U.S. spoiling for war: N. Korea

AFP, The Hindu, Tuesday 2 July 2002

Seoul JULY 1. North Korea today accused the United States of sending spy planes over its skies more than six times a day in June, saying this showed a U.S. attack was planned.

It defined the air exercises as dangerous plays with fire aimed to perfect its flying corps’ combat skills for starting the ‘second Korean war’ at any cost.

The Communist country said the U.S. had mobilised strategic and tactical reconnaissance planes of various missions for over 190 cases of espionage on its territory in June.

The North’s official Korean Central News Agency quoted military sources as saying: All these war manoeuvres clearly prove that the U.S. imperialist hawkish forces are set to stifle the DPRK (North Korea) with a surprise pre-emptive attack.

The accusation comes two days after South and North Korea engaged in a deadly naval skirmish in the western sea. Four South Korean sailors were killed, 19 others were injured and one was missing. South Korea said about 30 North Korean sailors were killed or wounded, but independent confirmation was not possible.

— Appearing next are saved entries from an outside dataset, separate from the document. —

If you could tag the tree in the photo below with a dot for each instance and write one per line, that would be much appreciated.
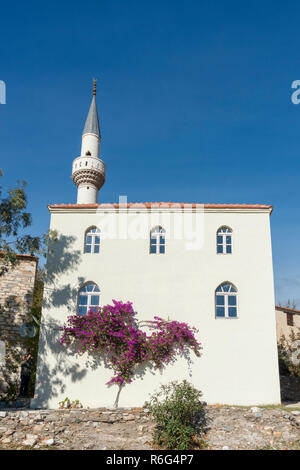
(14, 219)
(113, 330)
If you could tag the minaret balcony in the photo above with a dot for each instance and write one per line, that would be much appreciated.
(88, 169)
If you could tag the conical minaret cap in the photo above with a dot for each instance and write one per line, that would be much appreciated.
(92, 121)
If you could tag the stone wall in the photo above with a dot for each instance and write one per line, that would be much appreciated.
(16, 293)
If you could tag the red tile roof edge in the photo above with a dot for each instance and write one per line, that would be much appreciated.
(285, 309)
(24, 256)
(163, 205)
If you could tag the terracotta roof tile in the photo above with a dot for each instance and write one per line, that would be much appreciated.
(163, 205)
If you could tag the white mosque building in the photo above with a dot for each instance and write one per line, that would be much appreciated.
(209, 265)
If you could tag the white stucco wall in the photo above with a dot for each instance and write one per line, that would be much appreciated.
(239, 358)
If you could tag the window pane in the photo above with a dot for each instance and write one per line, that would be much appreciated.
(220, 311)
(220, 300)
(95, 300)
(82, 300)
(231, 300)
(232, 311)
(82, 310)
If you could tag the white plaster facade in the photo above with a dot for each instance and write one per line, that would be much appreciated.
(239, 359)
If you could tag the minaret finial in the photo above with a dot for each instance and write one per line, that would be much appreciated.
(94, 86)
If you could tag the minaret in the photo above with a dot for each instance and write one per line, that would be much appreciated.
(88, 171)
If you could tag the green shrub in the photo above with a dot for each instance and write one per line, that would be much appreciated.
(178, 413)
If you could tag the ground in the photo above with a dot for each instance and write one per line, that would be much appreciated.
(228, 427)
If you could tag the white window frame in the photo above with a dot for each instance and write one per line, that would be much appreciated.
(224, 232)
(233, 292)
(92, 232)
(88, 294)
(156, 233)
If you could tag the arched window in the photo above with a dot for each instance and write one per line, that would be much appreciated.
(226, 301)
(157, 240)
(88, 296)
(92, 240)
(224, 240)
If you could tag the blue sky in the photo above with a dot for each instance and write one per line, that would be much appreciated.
(194, 101)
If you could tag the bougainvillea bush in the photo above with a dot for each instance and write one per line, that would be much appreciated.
(114, 331)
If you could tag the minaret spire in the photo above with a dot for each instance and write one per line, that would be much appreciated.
(88, 172)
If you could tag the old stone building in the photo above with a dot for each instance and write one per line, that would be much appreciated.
(16, 294)
(287, 321)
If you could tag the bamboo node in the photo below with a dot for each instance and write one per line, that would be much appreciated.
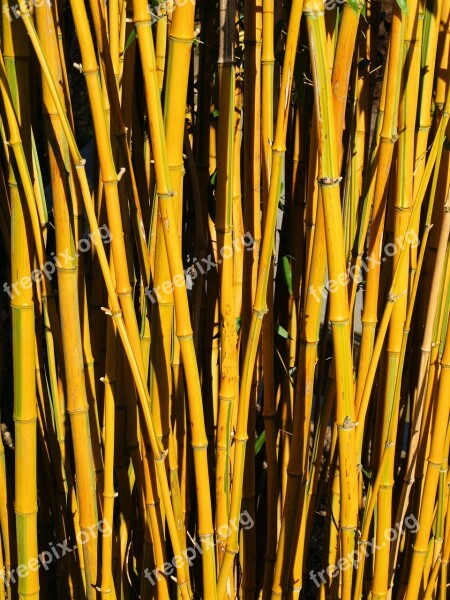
(348, 424)
(260, 312)
(162, 456)
(328, 181)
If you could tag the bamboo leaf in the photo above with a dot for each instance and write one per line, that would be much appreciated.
(403, 5)
(283, 332)
(259, 442)
(354, 5)
(287, 273)
(131, 38)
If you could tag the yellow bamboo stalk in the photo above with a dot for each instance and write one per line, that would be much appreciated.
(339, 317)
(259, 307)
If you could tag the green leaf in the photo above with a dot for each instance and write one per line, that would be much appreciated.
(403, 5)
(287, 272)
(259, 442)
(283, 332)
(238, 324)
(366, 473)
(131, 38)
(354, 5)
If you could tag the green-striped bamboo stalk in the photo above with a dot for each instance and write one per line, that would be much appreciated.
(259, 307)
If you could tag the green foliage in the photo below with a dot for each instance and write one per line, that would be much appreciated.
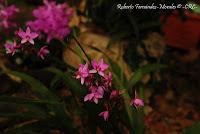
(46, 107)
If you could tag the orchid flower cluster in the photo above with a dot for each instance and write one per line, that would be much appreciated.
(27, 38)
(7, 14)
(99, 84)
(52, 19)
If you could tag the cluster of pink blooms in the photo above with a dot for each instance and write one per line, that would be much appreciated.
(27, 37)
(6, 15)
(99, 83)
(52, 19)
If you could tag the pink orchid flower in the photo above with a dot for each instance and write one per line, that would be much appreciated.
(11, 48)
(27, 36)
(116, 93)
(108, 79)
(82, 73)
(137, 102)
(99, 67)
(96, 93)
(105, 115)
(43, 52)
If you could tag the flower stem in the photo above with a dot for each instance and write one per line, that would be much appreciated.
(88, 58)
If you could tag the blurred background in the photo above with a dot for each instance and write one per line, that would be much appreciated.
(132, 38)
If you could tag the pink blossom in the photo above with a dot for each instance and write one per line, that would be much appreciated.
(52, 19)
(96, 93)
(137, 102)
(6, 16)
(27, 36)
(11, 48)
(115, 93)
(43, 52)
(99, 67)
(105, 115)
(82, 73)
(108, 79)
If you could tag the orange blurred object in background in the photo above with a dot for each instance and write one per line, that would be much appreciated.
(182, 34)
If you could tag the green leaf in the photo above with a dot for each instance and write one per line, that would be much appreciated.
(118, 73)
(194, 129)
(58, 109)
(19, 100)
(139, 73)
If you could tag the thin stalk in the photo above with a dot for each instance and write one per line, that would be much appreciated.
(88, 58)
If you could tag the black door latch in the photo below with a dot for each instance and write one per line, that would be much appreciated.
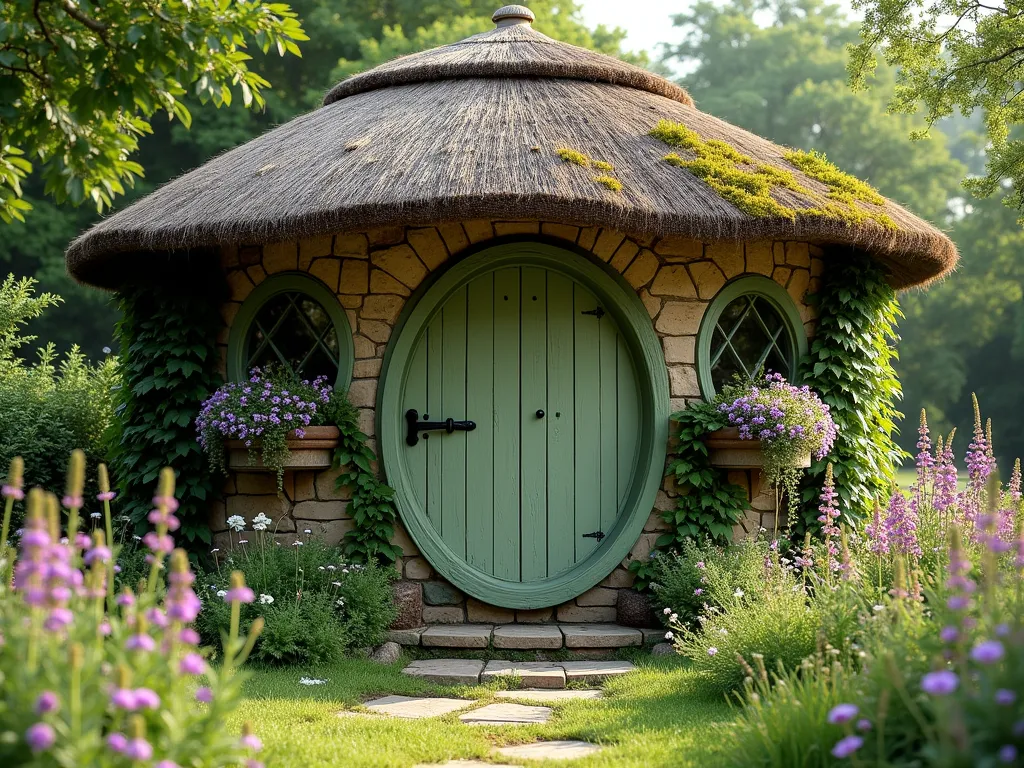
(416, 426)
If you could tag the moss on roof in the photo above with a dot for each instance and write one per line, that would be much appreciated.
(749, 185)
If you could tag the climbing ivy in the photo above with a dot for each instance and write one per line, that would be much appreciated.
(850, 364)
(710, 506)
(372, 506)
(168, 366)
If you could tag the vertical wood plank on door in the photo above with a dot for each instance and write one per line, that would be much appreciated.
(416, 397)
(534, 392)
(560, 421)
(629, 420)
(454, 407)
(507, 410)
(431, 441)
(480, 408)
(608, 415)
(588, 421)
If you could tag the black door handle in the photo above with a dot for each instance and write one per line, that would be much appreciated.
(415, 426)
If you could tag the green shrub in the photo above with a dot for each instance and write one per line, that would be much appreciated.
(51, 407)
(316, 606)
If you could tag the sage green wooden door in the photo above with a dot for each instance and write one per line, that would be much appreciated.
(531, 357)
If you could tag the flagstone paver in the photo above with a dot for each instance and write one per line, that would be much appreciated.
(507, 714)
(457, 636)
(534, 694)
(590, 673)
(416, 708)
(527, 636)
(446, 671)
(531, 674)
(549, 751)
(600, 636)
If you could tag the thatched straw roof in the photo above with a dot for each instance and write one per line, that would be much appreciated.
(471, 130)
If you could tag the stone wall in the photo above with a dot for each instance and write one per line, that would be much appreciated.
(373, 274)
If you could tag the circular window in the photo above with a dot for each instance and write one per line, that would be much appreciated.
(295, 322)
(752, 327)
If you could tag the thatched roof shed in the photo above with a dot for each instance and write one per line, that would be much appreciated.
(472, 130)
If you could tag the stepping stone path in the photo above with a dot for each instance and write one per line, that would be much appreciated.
(549, 751)
(531, 674)
(507, 714)
(532, 694)
(412, 708)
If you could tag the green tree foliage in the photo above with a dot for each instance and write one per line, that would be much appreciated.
(784, 78)
(953, 54)
(80, 81)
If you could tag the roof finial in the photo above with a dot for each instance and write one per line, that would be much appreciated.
(511, 14)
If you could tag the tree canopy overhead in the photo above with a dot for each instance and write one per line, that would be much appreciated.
(954, 54)
(81, 79)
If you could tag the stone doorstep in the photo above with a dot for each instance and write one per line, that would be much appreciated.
(507, 714)
(530, 674)
(446, 671)
(457, 636)
(527, 636)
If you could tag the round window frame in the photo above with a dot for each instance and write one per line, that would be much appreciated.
(238, 352)
(775, 295)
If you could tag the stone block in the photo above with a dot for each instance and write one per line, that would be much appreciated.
(370, 369)
(454, 237)
(428, 246)
(527, 636)
(353, 276)
(382, 306)
(683, 381)
(633, 609)
(478, 229)
(728, 257)
(409, 601)
(333, 510)
(535, 616)
(642, 269)
(562, 231)
(680, 317)
(446, 671)
(673, 280)
(418, 568)
(507, 714)
(441, 593)
(591, 673)
(363, 392)
(443, 614)
(458, 636)
(381, 282)
(680, 248)
(624, 255)
(600, 636)
(375, 330)
(351, 246)
(281, 257)
(401, 263)
(598, 596)
(516, 227)
(570, 612)
(708, 278)
(406, 637)
(479, 612)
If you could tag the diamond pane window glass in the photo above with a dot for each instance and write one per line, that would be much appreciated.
(750, 337)
(295, 331)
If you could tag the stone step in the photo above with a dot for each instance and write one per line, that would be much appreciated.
(526, 636)
(547, 675)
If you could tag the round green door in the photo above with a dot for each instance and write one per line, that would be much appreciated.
(521, 424)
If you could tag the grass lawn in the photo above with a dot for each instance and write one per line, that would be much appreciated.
(654, 717)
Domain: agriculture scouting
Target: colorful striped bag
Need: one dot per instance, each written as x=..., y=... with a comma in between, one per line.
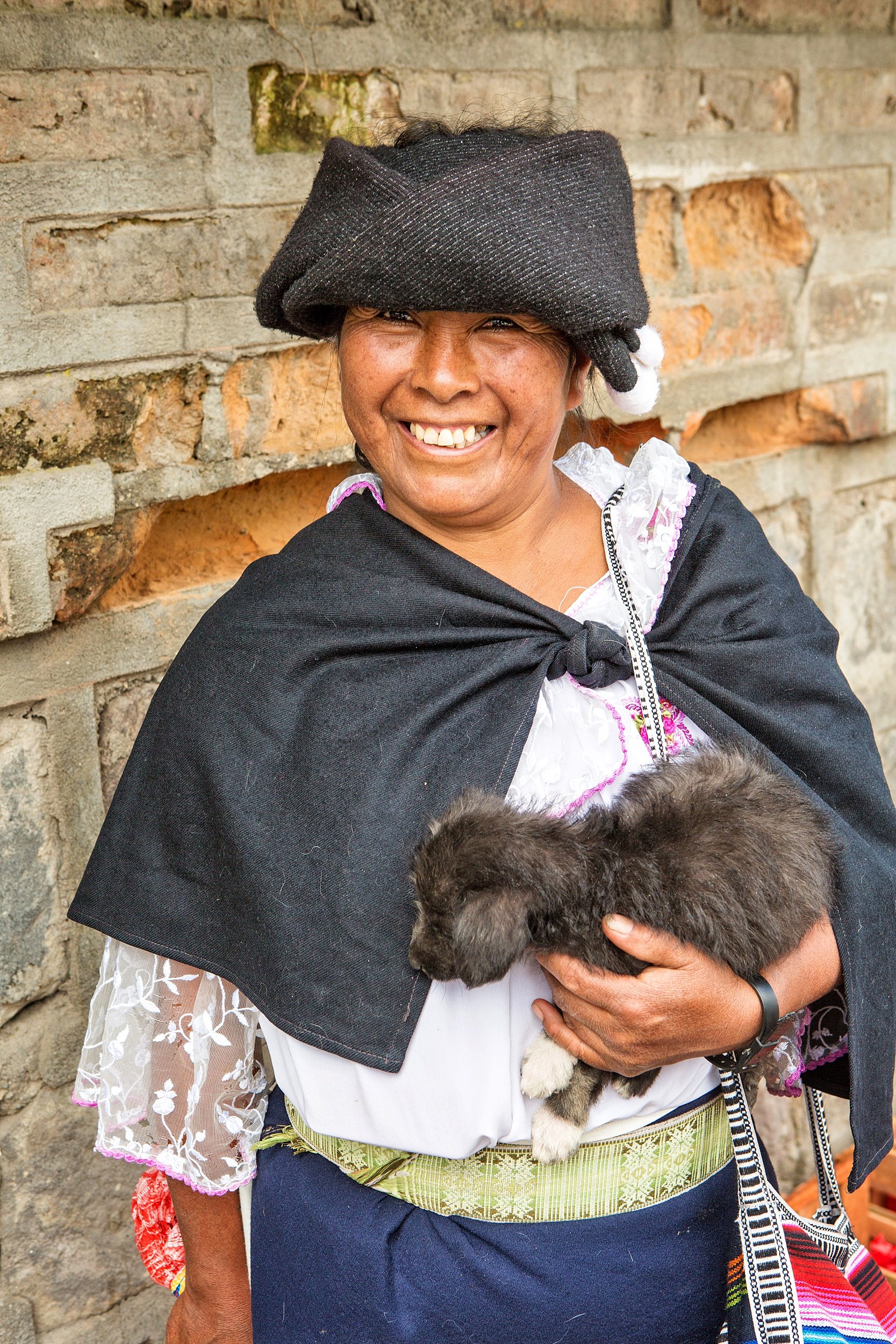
x=795, y=1280
x=798, y=1280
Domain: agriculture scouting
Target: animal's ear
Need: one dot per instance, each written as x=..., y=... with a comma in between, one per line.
x=491, y=933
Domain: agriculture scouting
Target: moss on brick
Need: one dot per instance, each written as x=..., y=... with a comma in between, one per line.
x=127, y=421
x=296, y=113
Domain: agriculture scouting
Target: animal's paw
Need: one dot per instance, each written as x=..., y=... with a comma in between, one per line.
x=554, y=1139
x=547, y=1068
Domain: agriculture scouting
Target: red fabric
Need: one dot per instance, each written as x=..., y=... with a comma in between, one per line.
x=156, y=1230
x=883, y=1252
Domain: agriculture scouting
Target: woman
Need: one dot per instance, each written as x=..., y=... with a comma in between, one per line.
x=449, y=624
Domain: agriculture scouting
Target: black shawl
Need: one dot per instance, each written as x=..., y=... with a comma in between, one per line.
x=348, y=689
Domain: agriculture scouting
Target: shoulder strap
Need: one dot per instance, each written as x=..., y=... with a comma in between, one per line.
x=769, y=1273
x=641, y=664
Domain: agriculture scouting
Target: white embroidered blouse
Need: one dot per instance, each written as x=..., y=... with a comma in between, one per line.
x=170, y=1057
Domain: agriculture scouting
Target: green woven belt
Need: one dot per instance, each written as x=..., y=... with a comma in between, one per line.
x=504, y=1184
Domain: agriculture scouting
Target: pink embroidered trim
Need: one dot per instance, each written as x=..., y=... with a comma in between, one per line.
x=673, y=726
x=354, y=488
x=827, y=1060
x=160, y=1167
x=666, y=565
x=598, y=788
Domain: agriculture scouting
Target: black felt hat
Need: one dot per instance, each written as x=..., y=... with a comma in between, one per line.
x=486, y=221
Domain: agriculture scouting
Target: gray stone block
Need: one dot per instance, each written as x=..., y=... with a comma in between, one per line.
x=17, y=1321
x=42, y=1045
x=65, y=1219
x=34, y=504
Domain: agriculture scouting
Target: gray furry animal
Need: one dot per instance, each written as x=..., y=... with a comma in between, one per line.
x=711, y=847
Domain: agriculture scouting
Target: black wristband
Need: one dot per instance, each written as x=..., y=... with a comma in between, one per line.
x=738, y=1060
x=769, y=1000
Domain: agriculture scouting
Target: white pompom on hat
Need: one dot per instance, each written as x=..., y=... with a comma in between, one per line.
x=647, y=361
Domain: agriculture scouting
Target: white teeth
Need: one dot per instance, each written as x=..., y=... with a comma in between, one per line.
x=448, y=437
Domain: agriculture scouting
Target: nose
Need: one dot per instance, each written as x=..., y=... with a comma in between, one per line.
x=445, y=364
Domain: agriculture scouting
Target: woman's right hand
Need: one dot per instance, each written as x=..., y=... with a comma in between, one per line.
x=195, y=1320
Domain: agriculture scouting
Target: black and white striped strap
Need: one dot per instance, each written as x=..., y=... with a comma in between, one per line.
x=641, y=664
x=770, y=1283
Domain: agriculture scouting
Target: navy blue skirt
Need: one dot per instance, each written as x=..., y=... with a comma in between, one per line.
x=339, y=1264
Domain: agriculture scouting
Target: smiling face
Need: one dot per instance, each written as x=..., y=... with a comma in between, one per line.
x=460, y=413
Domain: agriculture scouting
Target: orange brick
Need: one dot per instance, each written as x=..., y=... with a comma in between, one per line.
x=751, y=226
x=719, y=328
x=835, y=413
x=213, y=538
x=288, y=402
x=653, y=218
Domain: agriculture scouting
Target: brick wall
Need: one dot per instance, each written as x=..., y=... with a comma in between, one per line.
x=154, y=440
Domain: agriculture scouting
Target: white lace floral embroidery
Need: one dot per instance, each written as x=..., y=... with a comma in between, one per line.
x=168, y=1062
x=647, y=519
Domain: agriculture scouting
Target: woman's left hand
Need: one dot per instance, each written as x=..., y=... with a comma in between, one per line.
x=682, y=1006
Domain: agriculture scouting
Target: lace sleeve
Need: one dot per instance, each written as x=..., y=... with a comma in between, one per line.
x=805, y=1041
x=170, y=1063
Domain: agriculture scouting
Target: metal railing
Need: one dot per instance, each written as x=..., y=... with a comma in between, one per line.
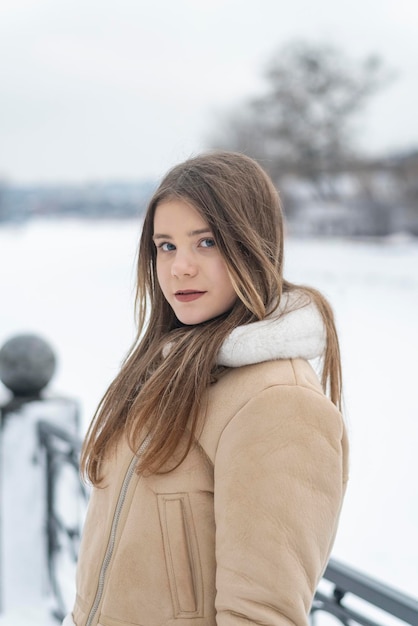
x=348, y=595
x=61, y=452
x=354, y=598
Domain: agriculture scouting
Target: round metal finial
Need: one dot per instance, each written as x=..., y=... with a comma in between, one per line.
x=27, y=364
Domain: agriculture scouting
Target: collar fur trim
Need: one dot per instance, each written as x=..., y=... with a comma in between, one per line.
x=294, y=330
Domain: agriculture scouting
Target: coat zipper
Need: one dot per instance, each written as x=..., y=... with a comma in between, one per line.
x=111, y=543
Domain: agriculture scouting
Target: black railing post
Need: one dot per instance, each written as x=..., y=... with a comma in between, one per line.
x=28, y=472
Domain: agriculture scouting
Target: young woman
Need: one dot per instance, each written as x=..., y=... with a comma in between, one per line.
x=218, y=463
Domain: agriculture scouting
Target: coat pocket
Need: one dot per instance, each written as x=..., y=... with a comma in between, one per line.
x=181, y=554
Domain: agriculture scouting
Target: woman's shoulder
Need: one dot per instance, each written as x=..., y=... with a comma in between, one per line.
x=272, y=391
x=252, y=379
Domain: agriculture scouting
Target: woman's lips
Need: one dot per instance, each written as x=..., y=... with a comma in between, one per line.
x=188, y=295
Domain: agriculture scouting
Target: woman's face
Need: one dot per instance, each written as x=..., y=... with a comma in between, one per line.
x=190, y=269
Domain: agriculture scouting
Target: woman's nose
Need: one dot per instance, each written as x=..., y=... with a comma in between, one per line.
x=183, y=265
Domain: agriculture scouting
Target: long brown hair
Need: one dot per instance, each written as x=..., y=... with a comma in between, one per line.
x=160, y=390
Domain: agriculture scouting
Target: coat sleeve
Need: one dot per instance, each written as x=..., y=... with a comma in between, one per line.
x=280, y=473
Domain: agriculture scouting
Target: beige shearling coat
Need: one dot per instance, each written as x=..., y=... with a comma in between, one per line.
x=242, y=530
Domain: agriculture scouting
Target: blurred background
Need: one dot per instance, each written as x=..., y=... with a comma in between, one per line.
x=99, y=99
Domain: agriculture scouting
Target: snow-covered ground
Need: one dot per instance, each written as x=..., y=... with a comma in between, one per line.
x=72, y=283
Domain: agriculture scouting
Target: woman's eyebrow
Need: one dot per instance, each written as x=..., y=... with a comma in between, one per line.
x=191, y=233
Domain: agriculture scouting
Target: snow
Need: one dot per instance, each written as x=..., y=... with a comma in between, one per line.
x=73, y=284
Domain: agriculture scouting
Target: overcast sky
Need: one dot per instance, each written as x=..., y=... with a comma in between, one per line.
x=96, y=89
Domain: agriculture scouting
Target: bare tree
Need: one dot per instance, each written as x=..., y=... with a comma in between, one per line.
x=302, y=124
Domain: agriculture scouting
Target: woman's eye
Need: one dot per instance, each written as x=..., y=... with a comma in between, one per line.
x=208, y=242
x=166, y=246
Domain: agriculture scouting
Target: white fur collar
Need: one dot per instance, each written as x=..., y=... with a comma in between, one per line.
x=285, y=334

KCNA quoted an unnamed North Korean security officer in the village of Panmunjom ? which saddles the border ? as saying that U.S. soldiers a few days ago threatened to use arms unless North Korean soldiers on routine guard duty withdraw. U.S. military officials in Seoul were not immediately available for comment.

Not only military provocations against the other side but a trifling act of getting on the nerves of soldiers on duty in this area may immediately lead to a military clash, the officer was quoted as saying. The North said our security officers in the area are always fully ready to fire as they are on highest alert.

Panmunjom is located inside the mine-strewn, 4-km-wide demilitarised zone that separates South and North Korea. U.S. and South Korean soldiers guard the southern side of Panmunjom, which is separated by the demarcation line. North Korean soldiers man the northern side.

U.S. spy planes have closely monitored North Korea’s troop movements along the Cold War frontier since the football World Cup tournament began on May 31 in South Korea and Japan.

Some 37,000 U.S. troops are stationed in South Korea.

KCNA claimed that U.S. fighter bombers, assault planes, refuelling tankers, electronic jamming planes and other planes staged air battle drills on June 19 and 26.